The Country Mapping section addresses naming inconsistencies between the JMP and IFs datasets. Using string similarity matching, we find the closest matches between country names in both lists and apply a mapping to standardize names for easier merging.

Steps

  1. Country Lists: We create lists of unique country names from both the JMP and IFs datasets.

    data_jmp = pd.read_csv(JMP_INPUT_FILE, encoding='latin-1')
    jmp_country_list = list(data_jmp["COUNTRY, AREA OR TERRITORY"].unique())
    ifs_country_list = ['All countries WHHS Tool1','Congo Dem. Republic of the','Ethiopia','Ghana','Guatemala','Haiti','India',
                        'Indonesia','Kenya','Liberia','Madagascar','Malawi','Mali','Mozambique','Nepal','Nigeria','Philippines',
                        'Rwanda','Senegal','Sudan South','Tanzania','Uganda','Zambia']
    
  2. Closest Match: For each country in the IFs list, we use difflib to find the closest match in the JMP list. If there’s no match, we mark it as “NOT FOUND” for manual review.

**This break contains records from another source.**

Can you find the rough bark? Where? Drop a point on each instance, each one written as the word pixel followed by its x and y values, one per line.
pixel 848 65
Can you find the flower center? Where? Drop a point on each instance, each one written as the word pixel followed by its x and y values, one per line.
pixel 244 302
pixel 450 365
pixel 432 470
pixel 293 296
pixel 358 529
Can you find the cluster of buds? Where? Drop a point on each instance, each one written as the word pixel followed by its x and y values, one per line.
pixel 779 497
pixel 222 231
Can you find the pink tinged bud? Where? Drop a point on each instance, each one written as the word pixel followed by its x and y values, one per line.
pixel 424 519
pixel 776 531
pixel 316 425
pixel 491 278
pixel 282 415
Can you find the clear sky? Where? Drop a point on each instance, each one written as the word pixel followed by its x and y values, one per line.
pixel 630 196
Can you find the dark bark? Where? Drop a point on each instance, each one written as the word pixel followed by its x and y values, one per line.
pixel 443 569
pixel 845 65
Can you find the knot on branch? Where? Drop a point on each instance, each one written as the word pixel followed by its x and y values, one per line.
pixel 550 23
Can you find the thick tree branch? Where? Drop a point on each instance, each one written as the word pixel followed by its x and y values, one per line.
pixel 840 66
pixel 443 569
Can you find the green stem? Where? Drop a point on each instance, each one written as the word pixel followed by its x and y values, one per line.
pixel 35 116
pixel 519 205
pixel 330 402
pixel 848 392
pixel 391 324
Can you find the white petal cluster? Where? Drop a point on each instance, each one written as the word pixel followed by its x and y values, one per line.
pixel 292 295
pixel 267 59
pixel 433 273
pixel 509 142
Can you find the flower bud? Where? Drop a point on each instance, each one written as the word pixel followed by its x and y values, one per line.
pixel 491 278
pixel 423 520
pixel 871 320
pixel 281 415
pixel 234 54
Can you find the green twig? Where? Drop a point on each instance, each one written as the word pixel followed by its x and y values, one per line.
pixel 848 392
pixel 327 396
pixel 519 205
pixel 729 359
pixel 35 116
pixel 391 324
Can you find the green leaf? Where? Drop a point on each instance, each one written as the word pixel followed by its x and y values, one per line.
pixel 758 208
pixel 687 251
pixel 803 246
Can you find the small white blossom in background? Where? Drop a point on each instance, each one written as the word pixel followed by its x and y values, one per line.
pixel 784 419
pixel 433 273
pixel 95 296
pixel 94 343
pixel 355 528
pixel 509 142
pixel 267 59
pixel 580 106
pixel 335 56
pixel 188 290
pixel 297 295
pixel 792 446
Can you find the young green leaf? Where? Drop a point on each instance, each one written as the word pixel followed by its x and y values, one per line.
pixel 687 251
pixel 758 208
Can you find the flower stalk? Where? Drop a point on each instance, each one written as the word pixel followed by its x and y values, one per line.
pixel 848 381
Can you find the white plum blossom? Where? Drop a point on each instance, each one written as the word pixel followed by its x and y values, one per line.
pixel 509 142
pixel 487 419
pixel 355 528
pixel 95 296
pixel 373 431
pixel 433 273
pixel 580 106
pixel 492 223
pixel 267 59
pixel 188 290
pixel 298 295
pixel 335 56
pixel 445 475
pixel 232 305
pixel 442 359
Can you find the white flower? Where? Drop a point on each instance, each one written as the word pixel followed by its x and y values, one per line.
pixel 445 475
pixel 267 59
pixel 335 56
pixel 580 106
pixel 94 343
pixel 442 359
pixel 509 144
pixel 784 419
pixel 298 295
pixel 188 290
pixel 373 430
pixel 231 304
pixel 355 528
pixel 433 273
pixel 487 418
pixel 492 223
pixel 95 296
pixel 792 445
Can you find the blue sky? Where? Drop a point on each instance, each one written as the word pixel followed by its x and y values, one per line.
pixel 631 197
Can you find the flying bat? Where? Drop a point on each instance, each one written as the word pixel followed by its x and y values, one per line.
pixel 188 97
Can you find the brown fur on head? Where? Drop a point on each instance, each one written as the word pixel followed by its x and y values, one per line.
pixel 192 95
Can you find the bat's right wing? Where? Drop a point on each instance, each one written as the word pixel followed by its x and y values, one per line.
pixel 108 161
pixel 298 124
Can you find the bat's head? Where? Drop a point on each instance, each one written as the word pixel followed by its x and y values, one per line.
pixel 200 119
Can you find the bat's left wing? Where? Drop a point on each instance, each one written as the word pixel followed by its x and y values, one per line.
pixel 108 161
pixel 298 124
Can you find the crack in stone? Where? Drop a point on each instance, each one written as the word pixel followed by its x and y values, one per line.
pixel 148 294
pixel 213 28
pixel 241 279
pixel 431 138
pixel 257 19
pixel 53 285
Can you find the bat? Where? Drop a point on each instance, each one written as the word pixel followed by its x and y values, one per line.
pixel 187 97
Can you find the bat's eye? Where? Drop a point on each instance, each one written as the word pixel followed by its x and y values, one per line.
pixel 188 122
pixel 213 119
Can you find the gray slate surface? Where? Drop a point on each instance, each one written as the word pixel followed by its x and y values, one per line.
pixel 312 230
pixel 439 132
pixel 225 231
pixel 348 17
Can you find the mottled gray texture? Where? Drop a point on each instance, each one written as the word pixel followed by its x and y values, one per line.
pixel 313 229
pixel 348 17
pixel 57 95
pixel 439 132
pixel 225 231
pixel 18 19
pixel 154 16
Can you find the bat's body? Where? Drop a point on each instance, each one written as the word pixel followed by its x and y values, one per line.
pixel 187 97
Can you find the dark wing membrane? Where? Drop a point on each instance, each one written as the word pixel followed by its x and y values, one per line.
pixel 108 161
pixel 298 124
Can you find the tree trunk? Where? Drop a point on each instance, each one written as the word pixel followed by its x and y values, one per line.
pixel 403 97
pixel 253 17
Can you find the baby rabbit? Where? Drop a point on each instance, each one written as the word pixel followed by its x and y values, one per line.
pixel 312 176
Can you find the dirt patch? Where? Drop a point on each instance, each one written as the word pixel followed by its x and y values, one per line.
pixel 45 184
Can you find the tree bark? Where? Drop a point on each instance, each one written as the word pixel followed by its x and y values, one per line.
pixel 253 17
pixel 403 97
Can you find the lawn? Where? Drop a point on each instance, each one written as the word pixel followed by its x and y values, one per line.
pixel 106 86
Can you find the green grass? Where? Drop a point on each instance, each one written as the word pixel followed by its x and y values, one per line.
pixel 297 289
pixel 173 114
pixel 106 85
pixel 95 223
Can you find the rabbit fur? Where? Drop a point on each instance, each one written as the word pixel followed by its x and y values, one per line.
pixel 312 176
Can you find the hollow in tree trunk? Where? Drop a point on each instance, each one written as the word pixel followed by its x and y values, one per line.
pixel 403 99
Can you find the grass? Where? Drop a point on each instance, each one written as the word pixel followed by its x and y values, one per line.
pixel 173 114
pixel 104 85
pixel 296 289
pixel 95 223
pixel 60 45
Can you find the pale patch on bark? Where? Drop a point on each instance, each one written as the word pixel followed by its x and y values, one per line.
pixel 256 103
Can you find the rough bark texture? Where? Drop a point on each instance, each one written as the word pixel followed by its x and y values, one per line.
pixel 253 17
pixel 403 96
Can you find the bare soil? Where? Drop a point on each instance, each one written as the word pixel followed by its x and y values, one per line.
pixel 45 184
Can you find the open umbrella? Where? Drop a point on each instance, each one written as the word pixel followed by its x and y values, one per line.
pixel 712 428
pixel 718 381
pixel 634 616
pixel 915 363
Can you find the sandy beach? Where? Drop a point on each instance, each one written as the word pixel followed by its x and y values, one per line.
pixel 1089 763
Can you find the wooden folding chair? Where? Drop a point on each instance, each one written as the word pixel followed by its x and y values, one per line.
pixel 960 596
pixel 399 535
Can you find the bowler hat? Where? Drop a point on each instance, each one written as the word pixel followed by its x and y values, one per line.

    # Find the closest match
    for country in ifs_country_list:
        probability = difflib.get_close_matches(country, jmp_country_list, n=3, cutoff=0.4)
        if probability:
            if country not in probability:
                print(f"{country} -> {list(probability)}")
        else:
            print(f"NOT FOUND: {country}")
    
  3. Manual Country Mapping: A dictionary called country_mapping manually maps countries with known naming differences between the JMP and IFs datasets.

    country_mapping = {
        "All countries WHHS Tool1": "All High Priority Countries",
        "United Republic of Tanzania": "Tanzania",
        "Congo Dem. Republic of the": "Democratic Republic of the Congo",
        "Sudan South": "South Sudan",
    }
    
  4. Mapping Function: The map_country_name function applies the country_mapping dictionary to map inconsistent country names from the IFs dataset to the standardized names used in the JMP dataset.

    def map_country_name(country):
        return country_mapping.get(country, country)
    

Explanation: The Country Mapping step ensures consistent country names across datasets by: - Identifying close matches based on string similarity. - Standardizing names via a manual dictionary for known discrepancies. - Providing a function (map_country_name) to apply these mappings as needed.

This approach allows us to address country name inconsistencies effectively, ensuring seamless integration of data from both the JMP and IFs sources.

These preparation steps complete the setup necessary for further data transformation. The Key Table Generator creates unique identifiers for essential columns, and the Country Mapping standardizes country names, providing consistency across datasets.